After a release for the Nintendo Switch last year, Pode by Henchman and Goon was just released for Playstation 4 – here’s our review of this charming little cooperative puzzler (that can also be played solo).
I don’t often get jealous about exclusives for the Switch – I’m way too many Mario and Zelda games behind to care about the latest one, but I’ll gladly admit that I felt like I was missing out when I saw Pode for the first time close to a year ago. With a beautiful art style that combined tons of charm with a great use of color and light, it immediately captured my attention. It also promised cooperative puzzle gameplay, which for me personally is one of the best uses of local coop as it encourages more than just playing together – actually having to communicate to overcome problems just feels like a way better shared experience than the average shooter or sports game. To me at least….
Pode lacks the intensity of other multiplayer titles, but more than makes up for it with its beautiful art style and pleasant gameplay. Pode’s a little like other puzzle platformers, but there is very little in the sense of danger and nothing at all that resembles combat. Instead, you play as a duo that’s comprised of a star and a rock, each with their own unique abilities. Complementing each other, you use these abilities to get to the end of each scene.

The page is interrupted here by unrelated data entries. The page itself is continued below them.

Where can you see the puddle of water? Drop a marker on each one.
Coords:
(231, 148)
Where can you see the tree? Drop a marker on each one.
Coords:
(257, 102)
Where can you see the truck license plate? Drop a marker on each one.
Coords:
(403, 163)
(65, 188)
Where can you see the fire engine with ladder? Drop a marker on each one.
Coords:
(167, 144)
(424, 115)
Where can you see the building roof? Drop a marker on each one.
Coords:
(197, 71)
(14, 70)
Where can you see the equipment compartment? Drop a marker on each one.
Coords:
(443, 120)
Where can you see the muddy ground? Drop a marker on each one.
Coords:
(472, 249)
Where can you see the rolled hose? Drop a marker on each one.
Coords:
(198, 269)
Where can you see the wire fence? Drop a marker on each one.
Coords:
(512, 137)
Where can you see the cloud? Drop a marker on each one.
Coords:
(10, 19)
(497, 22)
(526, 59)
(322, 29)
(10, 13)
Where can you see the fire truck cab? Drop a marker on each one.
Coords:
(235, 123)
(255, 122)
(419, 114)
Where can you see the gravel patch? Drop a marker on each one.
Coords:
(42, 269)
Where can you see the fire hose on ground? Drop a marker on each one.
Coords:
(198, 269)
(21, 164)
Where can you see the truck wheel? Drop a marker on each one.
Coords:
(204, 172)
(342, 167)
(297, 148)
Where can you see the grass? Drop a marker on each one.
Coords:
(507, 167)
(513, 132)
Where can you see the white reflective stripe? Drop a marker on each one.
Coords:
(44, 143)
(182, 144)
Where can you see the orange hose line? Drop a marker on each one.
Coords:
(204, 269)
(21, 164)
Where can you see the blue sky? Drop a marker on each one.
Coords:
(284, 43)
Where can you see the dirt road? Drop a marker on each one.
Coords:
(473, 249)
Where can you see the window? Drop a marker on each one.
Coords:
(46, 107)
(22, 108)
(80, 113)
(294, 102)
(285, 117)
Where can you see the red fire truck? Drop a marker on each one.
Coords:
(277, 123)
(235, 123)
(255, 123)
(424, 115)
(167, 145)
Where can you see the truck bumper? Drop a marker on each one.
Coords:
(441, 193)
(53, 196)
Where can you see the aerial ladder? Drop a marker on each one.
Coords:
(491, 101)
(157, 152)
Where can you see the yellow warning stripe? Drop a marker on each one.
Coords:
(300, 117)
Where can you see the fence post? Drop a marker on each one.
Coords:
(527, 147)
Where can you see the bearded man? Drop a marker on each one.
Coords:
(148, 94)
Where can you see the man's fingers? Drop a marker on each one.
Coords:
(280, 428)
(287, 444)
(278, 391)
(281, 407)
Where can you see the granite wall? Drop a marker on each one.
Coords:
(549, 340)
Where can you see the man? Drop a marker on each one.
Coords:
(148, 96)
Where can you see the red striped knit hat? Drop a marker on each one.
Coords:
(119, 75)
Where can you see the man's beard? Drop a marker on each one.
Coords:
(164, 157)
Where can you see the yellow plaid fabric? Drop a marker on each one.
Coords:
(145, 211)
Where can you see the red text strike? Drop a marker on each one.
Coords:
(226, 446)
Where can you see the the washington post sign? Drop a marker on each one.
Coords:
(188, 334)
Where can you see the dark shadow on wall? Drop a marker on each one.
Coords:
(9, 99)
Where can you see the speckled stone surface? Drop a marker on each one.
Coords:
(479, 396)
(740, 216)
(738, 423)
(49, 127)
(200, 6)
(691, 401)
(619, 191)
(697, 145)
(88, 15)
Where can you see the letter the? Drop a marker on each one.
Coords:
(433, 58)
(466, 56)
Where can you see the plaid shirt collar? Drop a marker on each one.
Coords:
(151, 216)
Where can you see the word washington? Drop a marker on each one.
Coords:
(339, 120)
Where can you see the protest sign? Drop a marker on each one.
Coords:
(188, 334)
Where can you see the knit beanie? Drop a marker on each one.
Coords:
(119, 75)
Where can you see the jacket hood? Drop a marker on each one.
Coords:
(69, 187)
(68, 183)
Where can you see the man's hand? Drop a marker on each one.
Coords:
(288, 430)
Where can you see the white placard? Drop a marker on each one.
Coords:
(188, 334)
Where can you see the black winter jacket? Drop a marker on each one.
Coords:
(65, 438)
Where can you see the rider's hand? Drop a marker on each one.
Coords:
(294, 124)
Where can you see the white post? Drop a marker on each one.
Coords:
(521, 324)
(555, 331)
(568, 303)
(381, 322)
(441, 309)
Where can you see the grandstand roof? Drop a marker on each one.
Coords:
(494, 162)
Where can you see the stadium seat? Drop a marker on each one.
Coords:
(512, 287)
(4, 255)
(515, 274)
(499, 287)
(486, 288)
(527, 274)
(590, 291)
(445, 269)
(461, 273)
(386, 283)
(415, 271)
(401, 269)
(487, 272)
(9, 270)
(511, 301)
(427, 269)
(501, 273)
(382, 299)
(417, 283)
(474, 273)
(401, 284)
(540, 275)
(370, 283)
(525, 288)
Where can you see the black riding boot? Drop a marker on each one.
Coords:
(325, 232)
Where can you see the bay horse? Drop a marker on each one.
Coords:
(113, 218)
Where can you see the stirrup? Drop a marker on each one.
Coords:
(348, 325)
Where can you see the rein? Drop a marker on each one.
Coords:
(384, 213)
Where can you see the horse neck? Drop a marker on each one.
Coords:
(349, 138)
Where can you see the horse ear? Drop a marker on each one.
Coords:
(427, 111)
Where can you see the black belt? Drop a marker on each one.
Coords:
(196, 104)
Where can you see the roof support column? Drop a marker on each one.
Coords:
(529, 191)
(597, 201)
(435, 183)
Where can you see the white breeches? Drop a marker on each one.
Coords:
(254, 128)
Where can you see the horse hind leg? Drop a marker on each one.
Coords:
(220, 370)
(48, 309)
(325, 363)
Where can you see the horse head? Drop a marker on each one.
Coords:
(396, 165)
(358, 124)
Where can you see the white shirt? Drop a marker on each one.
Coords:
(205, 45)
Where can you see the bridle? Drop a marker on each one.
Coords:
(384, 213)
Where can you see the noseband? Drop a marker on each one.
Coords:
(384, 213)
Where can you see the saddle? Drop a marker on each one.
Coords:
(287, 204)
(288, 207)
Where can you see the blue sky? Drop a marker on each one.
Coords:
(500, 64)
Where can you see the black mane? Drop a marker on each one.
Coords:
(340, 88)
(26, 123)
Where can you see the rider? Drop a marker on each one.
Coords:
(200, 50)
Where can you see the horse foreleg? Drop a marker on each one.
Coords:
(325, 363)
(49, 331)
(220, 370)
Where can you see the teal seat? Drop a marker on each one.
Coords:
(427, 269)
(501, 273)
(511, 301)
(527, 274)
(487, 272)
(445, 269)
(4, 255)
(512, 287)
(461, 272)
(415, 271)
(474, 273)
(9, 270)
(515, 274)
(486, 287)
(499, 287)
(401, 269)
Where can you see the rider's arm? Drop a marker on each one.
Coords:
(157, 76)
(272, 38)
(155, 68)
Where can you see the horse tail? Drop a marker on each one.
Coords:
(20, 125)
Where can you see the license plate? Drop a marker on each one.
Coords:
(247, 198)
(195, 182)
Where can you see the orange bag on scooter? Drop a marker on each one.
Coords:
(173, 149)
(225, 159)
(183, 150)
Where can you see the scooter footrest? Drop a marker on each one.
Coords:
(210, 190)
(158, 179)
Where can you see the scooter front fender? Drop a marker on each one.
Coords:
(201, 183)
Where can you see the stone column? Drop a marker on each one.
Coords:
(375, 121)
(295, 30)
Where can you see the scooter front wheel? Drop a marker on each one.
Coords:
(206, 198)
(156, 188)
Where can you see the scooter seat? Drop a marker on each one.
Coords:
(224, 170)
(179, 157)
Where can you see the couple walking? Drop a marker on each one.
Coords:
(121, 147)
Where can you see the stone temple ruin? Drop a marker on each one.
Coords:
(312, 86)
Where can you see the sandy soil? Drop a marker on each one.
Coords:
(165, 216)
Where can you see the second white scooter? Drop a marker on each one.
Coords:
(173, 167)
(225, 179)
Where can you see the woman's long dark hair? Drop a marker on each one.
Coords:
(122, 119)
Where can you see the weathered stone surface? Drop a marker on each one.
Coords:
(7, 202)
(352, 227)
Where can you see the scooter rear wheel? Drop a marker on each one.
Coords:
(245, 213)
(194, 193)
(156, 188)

Pode can be played as a single player game as well (alternating between the two characters), but really shines in multiplayer. Speaking of shining – Pode’s little star character can literally light up the world around him, often reshaping it in subtle ways as he powers along. Having fallen from the sky, his ultimate goal is to get right up there in the sky again – and he buddies up with a rock to help him get there.

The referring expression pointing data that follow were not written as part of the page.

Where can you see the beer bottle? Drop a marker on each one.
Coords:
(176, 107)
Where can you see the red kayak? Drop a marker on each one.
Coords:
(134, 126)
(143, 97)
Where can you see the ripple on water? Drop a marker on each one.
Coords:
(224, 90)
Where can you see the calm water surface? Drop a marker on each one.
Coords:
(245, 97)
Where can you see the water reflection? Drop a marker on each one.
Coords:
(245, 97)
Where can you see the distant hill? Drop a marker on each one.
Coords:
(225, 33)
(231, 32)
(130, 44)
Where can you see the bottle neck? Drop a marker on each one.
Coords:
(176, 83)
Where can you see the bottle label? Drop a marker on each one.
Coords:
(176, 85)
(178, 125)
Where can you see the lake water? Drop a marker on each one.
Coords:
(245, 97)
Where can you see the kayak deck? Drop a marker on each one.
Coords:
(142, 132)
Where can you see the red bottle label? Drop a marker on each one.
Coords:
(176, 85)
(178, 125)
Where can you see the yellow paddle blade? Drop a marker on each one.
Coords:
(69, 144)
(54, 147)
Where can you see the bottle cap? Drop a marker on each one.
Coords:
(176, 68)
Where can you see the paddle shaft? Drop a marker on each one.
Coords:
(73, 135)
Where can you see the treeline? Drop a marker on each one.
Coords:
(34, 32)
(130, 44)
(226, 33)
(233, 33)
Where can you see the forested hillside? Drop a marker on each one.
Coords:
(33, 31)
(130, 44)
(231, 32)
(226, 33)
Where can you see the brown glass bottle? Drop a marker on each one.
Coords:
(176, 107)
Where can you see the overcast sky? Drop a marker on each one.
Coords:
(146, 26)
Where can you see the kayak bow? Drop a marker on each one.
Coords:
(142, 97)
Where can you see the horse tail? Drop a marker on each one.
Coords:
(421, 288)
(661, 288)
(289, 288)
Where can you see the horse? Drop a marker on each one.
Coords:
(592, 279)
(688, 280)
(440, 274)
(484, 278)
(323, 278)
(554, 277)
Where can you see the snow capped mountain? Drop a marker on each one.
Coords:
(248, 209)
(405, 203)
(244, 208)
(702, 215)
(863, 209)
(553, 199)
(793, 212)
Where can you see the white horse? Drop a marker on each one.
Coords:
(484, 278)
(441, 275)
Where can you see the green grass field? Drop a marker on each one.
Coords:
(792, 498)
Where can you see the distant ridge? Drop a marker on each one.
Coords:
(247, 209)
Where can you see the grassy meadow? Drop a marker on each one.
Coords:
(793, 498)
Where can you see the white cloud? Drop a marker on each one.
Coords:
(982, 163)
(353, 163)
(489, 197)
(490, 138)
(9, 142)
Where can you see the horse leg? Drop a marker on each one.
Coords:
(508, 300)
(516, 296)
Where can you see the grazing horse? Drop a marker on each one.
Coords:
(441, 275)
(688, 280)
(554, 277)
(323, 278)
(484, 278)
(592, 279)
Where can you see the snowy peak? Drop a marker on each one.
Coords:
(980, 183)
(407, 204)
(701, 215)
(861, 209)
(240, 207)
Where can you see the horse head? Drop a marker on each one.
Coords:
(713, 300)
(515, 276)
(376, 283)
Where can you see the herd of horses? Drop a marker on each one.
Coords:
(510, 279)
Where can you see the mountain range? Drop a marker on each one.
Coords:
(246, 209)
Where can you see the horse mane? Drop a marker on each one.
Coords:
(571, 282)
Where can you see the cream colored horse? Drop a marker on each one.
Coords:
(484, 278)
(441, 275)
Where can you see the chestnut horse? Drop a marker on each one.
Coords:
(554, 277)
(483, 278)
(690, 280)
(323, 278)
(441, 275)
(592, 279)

I’ve always enjoyed puzzlers with characters whose abilities force them to work together – going back all the way to Lemmings and Lost Vikings. In Pode, your star is light-footed and can walk on water or float up air currents, while the rock character is strong and heavy and can walk under water and carry objects in its mouth (which includes his star buddy). Abilities are gradually introduced during the campaign, which keeps the gameplay from becoming repetitive.
Puzzle design is generally well done, though there were a few instances of guesswork where it helped that we were playing together, coming up with wacky ideas rather than getting stuck. It’s not an excuse for so-so puzzle design, but it’s certainly less of an issue in a cooperative setting.

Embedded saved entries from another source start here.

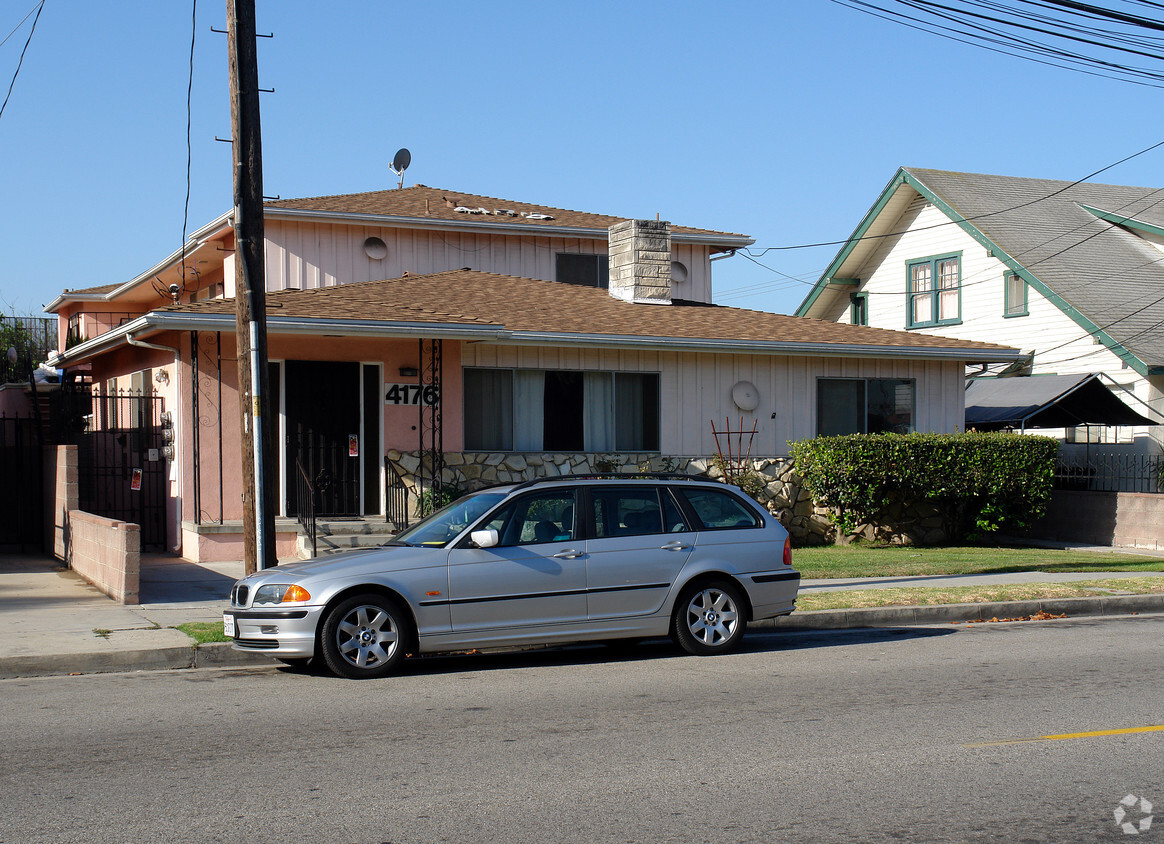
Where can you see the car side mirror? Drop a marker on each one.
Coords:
(484, 538)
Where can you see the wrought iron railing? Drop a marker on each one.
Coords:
(305, 501)
(396, 497)
(1111, 473)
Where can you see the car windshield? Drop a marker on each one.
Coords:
(444, 525)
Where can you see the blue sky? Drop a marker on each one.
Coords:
(779, 120)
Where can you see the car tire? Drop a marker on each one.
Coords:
(366, 636)
(709, 618)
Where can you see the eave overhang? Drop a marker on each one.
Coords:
(157, 321)
(495, 226)
(196, 241)
(773, 347)
(161, 321)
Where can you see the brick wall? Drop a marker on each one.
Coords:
(1104, 518)
(106, 553)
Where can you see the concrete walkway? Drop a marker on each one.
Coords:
(52, 622)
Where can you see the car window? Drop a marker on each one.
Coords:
(716, 509)
(447, 523)
(539, 517)
(627, 512)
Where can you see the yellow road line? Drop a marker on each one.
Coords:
(1064, 736)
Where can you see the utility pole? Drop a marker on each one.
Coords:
(250, 289)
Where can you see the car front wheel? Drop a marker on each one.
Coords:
(709, 618)
(366, 637)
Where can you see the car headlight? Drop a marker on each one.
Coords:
(279, 594)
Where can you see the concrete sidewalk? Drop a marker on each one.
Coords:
(52, 622)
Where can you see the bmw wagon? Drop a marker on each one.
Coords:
(541, 562)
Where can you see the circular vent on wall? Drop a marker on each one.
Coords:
(745, 396)
(375, 248)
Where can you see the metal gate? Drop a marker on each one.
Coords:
(121, 465)
(21, 497)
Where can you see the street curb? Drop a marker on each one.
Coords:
(220, 654)
(946, 614)
(215, 654)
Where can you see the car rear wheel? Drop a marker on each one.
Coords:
(366, 636)
(709, 618)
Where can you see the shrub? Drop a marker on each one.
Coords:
(977, 481)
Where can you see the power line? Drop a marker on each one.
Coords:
(1013, 30)
(21, 62)
(16, 28)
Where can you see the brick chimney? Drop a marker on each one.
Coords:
(640, 261)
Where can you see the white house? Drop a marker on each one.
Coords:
(1070, 272)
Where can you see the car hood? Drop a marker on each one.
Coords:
(390, 558)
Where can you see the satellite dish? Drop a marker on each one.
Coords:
(400, 163)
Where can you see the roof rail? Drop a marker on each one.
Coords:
(612, 475)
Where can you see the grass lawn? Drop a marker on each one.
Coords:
(924, 596)
(204, 631)
(895, 561)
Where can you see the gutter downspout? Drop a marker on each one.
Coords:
(177, 359)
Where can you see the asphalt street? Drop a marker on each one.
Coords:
(924, 733)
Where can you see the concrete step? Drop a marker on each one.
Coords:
(374, 525)
(333, 536)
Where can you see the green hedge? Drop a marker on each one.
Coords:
(977, 481)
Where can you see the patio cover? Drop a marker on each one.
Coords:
(1045, 402)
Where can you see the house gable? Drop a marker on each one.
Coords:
(884, 222)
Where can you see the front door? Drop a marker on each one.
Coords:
(323, 415)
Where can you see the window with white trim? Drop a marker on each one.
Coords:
(587, 270)
(1014, 293)
(934, 291)
(864, 406)
(560, 410)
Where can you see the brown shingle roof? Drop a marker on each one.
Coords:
(92, 291)
(469, 297)
(425, 203)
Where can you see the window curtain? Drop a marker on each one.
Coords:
(488, 410)
(530, 399)
(598, 412)
(839, 406)
(629, 399)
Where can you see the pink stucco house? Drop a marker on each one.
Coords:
(506, 338)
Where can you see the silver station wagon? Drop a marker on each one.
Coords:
(546, 561)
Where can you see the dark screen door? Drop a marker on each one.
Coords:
(323, 411)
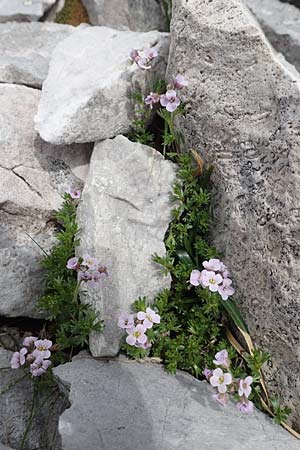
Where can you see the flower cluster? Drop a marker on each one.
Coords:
(222, 379)
(35, 353)
(89, 270)
(137, 325)
(169, 100)
(215, 277)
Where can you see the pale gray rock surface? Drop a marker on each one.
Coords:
(124, 215)
(87, 95)
(26, 49)
(281, 24)
(135, 15)
(124, 405)
(15, 410)
(33, 176)
(243, 116)
(24, 10)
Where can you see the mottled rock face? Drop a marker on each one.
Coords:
(281, 24)
(26, 49)
(94, 101)
(147, 408)
(33, 176)
(124, 215)
(243, 116)
(24, 10)
(135, 15)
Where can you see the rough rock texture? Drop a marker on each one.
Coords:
(243, 115)
(33, 175)
(281, 24)
(124, 215)
(26, 49)
(94, 101)
(141, 406)
(23, 10)
(15, 409)
(135, 15)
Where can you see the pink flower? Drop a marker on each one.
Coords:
(170, 100)
(221, 359)
(149, 317)
(179, 82)
(126, 321)
(18, 358)
(220, 380)
(245, 406)
(211, 280)
(222, 399)
(152, 99)
(74, 193)
(213, 264)
(195, 277)
(39, 366)
(136, 335)
(42, 347)
(73, 263)
(245, 387)
(225, 290)
(28, 341)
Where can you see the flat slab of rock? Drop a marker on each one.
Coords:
(94, 102)
(129, 405)
(243, 114)
(281, 25)
(26, 49)
(33, 176)
(124, 215)
(24, 10)
(135, 15)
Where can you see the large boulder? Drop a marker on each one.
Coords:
(26, 49)
(135, 15)
(24, 10)
(129, 405)
(124, 215)
(281, 24)
(33, 176)
(243, 116)
(95, 101)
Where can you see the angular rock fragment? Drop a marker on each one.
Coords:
(135, 15)
(33, 176)
(26, 49)
(147, 408)
(243, 116)
(24, 10)
(124, 215)
(281, 25)
(87, 95)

From what I’ve read, the Switch version had a tendency to run into performance troubles – at least at launch. On a PS4 Pro, perhaps not surprisingly, this was not an issue at all. As a result, Pode gets a glowing recommendation as a coop puzzler for anyone who’s interested in how couch coop should play. It’s not the hardest puzzler, but that lack of frustration translates into a near-perfect shared experience with a ton of visual charm.